Ian Kessel Headed to Prison for Role in 2016 Bradford Drug-Related Armed Robbery

Ian J. Kessel, as seen in a Lee County, Fla., Sheriff’s Office booking photograph.

Ian J. Kessel (seen here in a Lee County, Fla., Sheriff’s Office booking photograph) was sentenced to one year in prison at a Salem Superior Court hearing Monday.

Former Haverhill High football player Ian J. Kessel was sentenced to a one-year prison term Monday after pleading guilty to a lesser charge stemming from a 2016 drug-related armed robbery, WHAV can confirm.

According to Carrie Kimball Monahan, spokeswoman for Essex County District Attorney Jonathan W. Blodgett’s office, 21-year-old Kessel and his codefendant Dalvin F. Andino pleaded guilty in Salem Superior Court on a larceny charge. The charge was reduced from armed robbery, Kimball Monahan said.

Issued by Judge Timothy Q. Feeley, the ruling brings Kessel’s two-year-old case to a close. In January 2016, Kessel and Andino, along with an unidentified 17-year-old juvenile, were charged with armed robbery during, what Haverhill police said, was a “drug deal gone bad” at Bradford’s Forest Acres apartment complex.

“The victim in this case made an arrangement to buy marijuana and was told to meet at Forest Acres Drive…When he went there, he was directed to get into a motor vehicle where a gun was put to his head. He was robbed of a good sum of money,” Haverhill Police Capt. Robert P. Pistone said at the time.

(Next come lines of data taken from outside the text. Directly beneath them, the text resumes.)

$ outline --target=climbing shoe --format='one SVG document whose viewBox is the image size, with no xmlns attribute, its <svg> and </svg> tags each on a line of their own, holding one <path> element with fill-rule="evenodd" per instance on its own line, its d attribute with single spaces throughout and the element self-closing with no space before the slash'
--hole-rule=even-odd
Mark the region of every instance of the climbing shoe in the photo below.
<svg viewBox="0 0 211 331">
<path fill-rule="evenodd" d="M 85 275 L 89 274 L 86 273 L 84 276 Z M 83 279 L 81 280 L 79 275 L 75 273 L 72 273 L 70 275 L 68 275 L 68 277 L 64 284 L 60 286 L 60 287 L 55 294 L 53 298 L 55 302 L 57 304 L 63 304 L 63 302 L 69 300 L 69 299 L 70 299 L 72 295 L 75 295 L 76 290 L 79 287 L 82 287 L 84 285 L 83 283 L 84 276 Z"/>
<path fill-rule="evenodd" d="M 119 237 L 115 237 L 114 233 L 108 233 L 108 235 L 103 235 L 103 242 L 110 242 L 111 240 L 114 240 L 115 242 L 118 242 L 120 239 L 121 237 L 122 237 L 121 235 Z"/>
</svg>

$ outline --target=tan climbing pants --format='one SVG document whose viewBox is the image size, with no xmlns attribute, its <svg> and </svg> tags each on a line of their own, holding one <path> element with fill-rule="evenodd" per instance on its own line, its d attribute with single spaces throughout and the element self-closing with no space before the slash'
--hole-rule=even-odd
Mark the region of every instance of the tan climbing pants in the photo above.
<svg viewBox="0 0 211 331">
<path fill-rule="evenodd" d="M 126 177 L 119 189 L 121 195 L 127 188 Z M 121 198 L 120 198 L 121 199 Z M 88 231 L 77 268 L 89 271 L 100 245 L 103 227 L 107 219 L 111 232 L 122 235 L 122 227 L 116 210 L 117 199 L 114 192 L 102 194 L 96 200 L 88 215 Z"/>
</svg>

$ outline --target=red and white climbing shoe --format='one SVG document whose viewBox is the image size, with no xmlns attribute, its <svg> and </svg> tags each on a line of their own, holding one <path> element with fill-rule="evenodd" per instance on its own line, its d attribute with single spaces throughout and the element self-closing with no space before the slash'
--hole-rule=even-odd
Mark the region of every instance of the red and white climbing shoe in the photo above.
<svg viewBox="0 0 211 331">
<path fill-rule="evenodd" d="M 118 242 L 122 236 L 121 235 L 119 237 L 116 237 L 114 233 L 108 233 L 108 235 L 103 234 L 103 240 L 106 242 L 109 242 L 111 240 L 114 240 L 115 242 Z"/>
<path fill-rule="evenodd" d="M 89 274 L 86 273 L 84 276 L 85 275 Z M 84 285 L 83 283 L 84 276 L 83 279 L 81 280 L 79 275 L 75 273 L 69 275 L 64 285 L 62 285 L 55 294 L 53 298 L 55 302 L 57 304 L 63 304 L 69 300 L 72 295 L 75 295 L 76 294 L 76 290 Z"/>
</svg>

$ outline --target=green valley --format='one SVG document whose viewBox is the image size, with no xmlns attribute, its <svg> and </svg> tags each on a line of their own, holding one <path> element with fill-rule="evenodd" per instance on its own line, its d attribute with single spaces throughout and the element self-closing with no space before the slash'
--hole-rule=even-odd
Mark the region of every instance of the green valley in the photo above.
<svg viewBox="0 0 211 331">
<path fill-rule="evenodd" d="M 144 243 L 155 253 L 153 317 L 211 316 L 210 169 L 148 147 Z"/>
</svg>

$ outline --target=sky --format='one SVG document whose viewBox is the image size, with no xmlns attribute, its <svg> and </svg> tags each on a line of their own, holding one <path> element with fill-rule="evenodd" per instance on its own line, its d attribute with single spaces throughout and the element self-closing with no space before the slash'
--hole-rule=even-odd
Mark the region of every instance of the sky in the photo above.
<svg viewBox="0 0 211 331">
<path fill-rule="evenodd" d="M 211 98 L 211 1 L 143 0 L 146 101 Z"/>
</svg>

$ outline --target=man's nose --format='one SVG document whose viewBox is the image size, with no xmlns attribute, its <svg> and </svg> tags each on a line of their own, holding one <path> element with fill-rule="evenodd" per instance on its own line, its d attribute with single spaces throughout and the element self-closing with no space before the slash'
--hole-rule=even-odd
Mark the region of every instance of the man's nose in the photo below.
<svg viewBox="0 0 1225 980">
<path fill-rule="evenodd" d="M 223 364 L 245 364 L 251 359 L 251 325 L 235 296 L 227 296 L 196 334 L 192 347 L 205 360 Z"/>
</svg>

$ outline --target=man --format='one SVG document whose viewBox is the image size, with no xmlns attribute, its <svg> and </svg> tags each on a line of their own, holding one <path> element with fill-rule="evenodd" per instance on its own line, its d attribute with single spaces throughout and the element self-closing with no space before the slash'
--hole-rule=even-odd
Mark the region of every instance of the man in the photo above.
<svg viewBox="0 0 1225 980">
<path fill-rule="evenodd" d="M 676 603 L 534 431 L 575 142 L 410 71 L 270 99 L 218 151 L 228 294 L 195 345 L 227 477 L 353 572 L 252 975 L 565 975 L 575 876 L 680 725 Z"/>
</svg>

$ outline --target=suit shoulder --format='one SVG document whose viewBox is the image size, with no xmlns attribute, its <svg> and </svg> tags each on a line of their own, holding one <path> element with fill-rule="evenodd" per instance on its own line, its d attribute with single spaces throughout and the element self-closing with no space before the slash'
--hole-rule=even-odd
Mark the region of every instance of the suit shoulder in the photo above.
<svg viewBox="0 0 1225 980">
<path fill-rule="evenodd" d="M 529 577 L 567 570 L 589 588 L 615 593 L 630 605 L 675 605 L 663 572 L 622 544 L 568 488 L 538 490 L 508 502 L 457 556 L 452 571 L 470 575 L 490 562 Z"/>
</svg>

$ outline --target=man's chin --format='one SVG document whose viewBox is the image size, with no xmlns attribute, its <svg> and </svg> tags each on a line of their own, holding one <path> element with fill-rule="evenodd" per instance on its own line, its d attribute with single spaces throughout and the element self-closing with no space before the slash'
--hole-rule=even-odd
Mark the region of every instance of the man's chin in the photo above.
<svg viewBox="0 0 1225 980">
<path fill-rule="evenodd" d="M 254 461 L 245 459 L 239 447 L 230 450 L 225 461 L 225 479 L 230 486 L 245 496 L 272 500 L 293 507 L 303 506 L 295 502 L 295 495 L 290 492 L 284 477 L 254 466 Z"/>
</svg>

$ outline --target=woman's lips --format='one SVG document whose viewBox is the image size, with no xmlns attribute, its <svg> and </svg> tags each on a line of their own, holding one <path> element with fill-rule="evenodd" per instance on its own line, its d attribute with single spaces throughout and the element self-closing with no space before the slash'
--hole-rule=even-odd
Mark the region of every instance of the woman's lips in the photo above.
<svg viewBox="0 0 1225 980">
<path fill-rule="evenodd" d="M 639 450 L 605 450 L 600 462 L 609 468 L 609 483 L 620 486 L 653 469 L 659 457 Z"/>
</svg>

Following a grand jury indictment, Kessel was freed in September 2017 after an apparent evidence mix-up, officials said. At the time, Kimball Monahan told WHAV that the original charge against them alleged stealing money when the allegation was in fact regarding the theft of marijuana.

Kessel’s attorney, Boston-based Hank Brennan, who famously defended James “Whitey” Bulger, helped the Hillie football star clear his name by filing the evidence as improperly listed.

Kessel, now of Lawrence, was also arrested last month by Haverhill Police on drug possession charges.

Last summer, following reports of disturbances, Haverhill Police watched Kessel’s 12 Lexington Ave. home with the department’s conspicuous, white Navistar International truck, labeled as a “video surveillance unit.”

In June 2017, the former running back for the Hillies, who also has a Naples, Fla., home address, was also charged by the Lee County, Fla., Sheriff’s Office with misdemeanor possession of marijuana, described as less than 20 grams, and a nonviolent resisting officer charge. Until the out-of-state arrest, Kessel had been released from earlier conditions that he honor a curfew and stay with his parents.

“He violated the terms of his release not to get into any further trouble with the law,” Kimball-Monahan, told WHAV at the time.